# Nail polish remover for stripping



## Gothic (May 12, 2008)

can anyone tell me if nail polish remover is good for stripping paint of metal and plastic models.

Thanks in advance.


----------



## Djinn24 (Jan 12, 2008)

Metal yes, but it melts plastic if is has Acitone in it (which is what makes it good for stripping metal).


----------



## LegendX (Jun 16, 2008)

Simple Green works great on metal but not on Plastic.

Figured I would save you the headache of wondering if it would work.

LX


----------



## marcch (Apr 1, 2008)

You can use simple green safely on plastic models. Let them soak for a day or two, rinse under lukewarm water while brushing with something like a tooth brush. You can then soak the model(s) again if and as required with no danger. The only thing that will happen is the model may become unglued. Do not use nail polish remover of any kind as it destroys plastics.
For metal models try to remove any plastic parts and bases first (soak them in simple green), and the soak the metals in paint thinner/stripper.
I hope this clears things up.


----------



## Marneus Calgar (Dec 5, 2007)

marcch said:


> You can use simple green safely on plastic models. Let them soak for a day or two, rinse under lukewarm water while brushing with something like a tooth brush. You can then soak the model(s) again if and as required with no danger. *The only thing that will happen is the model may become unglued.
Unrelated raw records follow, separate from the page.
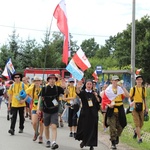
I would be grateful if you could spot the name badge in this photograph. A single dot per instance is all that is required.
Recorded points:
(90, 103)
(54, 101)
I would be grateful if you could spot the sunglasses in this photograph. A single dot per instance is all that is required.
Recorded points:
(16, 77)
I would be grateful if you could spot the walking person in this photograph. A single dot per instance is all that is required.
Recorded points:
(69, 97)
(49, 100)
(115, 115)
(138, 102)
(34, 92)
(87, 129)
(27, 108)
(17, 104)
(103, 111)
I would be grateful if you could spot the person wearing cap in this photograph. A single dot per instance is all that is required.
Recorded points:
(87, 129)
(17, 104)
(115, 117)
(27, 108)
(103, 111)
(95, 88)
(69, 97)
(2, 90)
(33, 92)
(60, 82)
(138, 99)
(48, 98)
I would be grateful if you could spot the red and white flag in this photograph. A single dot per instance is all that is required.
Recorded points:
(109, 95)
(138, 71)
(9, 69)
(95, 75)
(81, 60)
(60, 15)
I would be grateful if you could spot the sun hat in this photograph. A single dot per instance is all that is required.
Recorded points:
(115, 77)
(36, 78)
(20, 74)
(51, 76)
(70, 80)
(139, 76)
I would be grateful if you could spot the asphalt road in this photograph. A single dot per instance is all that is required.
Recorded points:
(23, 141)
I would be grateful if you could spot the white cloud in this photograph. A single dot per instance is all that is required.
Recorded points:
(88, 17)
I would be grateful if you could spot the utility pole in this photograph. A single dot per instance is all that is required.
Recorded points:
(133, 46)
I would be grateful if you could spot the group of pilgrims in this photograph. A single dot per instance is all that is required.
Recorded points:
(56, 101)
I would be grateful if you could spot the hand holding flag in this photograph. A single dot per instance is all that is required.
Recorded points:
(81, 60)
(60, 15)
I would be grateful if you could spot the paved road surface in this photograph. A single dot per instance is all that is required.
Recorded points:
(24, 141)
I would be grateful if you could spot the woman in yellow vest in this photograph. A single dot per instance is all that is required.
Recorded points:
(33, 92)
(70, 95)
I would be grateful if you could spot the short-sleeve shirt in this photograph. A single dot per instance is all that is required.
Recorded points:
(72, 92)
(34, 92)
(48, 94)
(14, 91)
(138, 94)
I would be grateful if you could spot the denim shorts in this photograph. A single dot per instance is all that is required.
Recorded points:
(50, 119)
(33, 111)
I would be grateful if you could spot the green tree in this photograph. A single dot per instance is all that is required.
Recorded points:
(90, 47)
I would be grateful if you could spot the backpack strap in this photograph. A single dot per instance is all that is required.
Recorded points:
(22, 85)
(133, 94)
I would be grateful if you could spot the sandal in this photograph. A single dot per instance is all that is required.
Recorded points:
(35, 137)
(40, 139)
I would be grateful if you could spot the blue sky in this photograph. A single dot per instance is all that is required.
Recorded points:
(97, 18)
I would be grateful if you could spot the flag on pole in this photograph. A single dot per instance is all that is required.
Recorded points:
(74, 70)
(109, 95)
(95, 75)
(60, 15)
(138, 71)
(9, 69)
(81, 60)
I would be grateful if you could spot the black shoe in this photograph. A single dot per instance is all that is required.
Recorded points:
(71, 134)
(140, 141)
(11, 131)
(48, 144)
(117, 140)
(54, 146)
(81, 145)
(135, 135)
(26, 116)
(8, 117)
(74, 135)
(113, 146)
(91, 148)
(20, 131)
(58, 125)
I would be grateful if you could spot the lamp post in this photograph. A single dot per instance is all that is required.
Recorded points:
(133, 46)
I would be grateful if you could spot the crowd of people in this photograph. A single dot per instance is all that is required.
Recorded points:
(45, 103)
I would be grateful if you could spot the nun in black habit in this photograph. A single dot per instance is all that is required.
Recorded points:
(87, 130)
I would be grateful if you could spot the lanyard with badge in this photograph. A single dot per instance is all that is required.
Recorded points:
(90, 103)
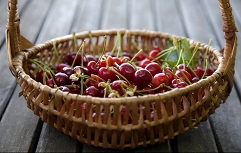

Do not use nail polish remover of any kind as it destroys plastics.*
> For metal models try to remove any plastic parts and bases first (soak them in simple green), and the soak the metals in paint thinner/stripper.
> I hope this clears things up.


Not if you get acetone free nail varnish remover, that worked great...

Oh, and Gothic, if you do find some nail varnish remover without acetone in it, you can usually get almost all of the paint off, let it soak for a good 24hours, and then use a toothbrush to get it all off. but if you had a colour on the model before, lets say the Primer was black, the plastic will be stained black... But Primer will go back onto it really well.


----------



## dirty-dog- (May 14, 2008)

i find that detol (brown liquid, antiseptic that turns white like milk after added to water) worked really wel for me

All you do is put 1part dettol to 4 parts water, and it is reausable untill it starts to go brown again. 

You can use each solution for about 5 times, and your not wasting a lot because it really only takes enough of the solution to cover the model and leave it for about a day, then remove the model/peices being stripped from the container you put it in, and put in warm(not hot) soapy water, it stops it from being tacky. 

I absolutely ruind an old toothbrush because i didnt read that part of the tutorial, so remember that last part.

also you can find it in lots of places, i found my bottle at the local dairy, and im 12kms away from town with all the shops etc.


----------



## SoupyC (Jun 24, 2008)

Does anyone know where to find Dettol in the US? Or is it a UK/AUS only thing?


----------



## NurglingStomper (Jan 31, 2009)

Brake cleaner works real good for metal models. It destroys plastic. Just make sure to wear gloves and do it in a well ventilated area(outside) the fumes are nasty. uke:


----------



## Triaspia (Jan 21, 2009)

Be careful, some non acetone can still damage the models, I went to a general store to pick some up and they had two almost identical bottles from the same brand of non acetone nail polish remover, i grabbed the cheapest, it stripped the paint better then the first lot i used (some of mums i found in the cupboard)..... then things started to become un-glued, at first i thought nothing of it and left them soaking for a bit while i scrubbed one, i reached for a smaller toothbrush that i had soaking in the remover, the head had melted, bristles were pointing in all directions, i got the models out pretty quick after that, fortunately there was very little damage

I looked on the bottle afterwards, checking the ingredients again and i think it said contained Acetate, so if you plan to use nail polish remover make sure its both acetone and acetate free, or use some of the other alternatives


----------



## dirty-dog- (May 14, 2008)

im pretty sure dettol is practicly anywhere in the world.

maybe at your local chemist as it is also used for cleansing wounds as well as an antiseptic.

if its not there try a supermarket or mart, should be near the cleaning products.

hope this helps.


----------



## Triaspia (Jan 21, 2009)

This is the dettol dirty dog is talking about, they also make a variety of soap and cleaning products,

i thought you were talking about betadine (another brown antiseptic solution) at first


----------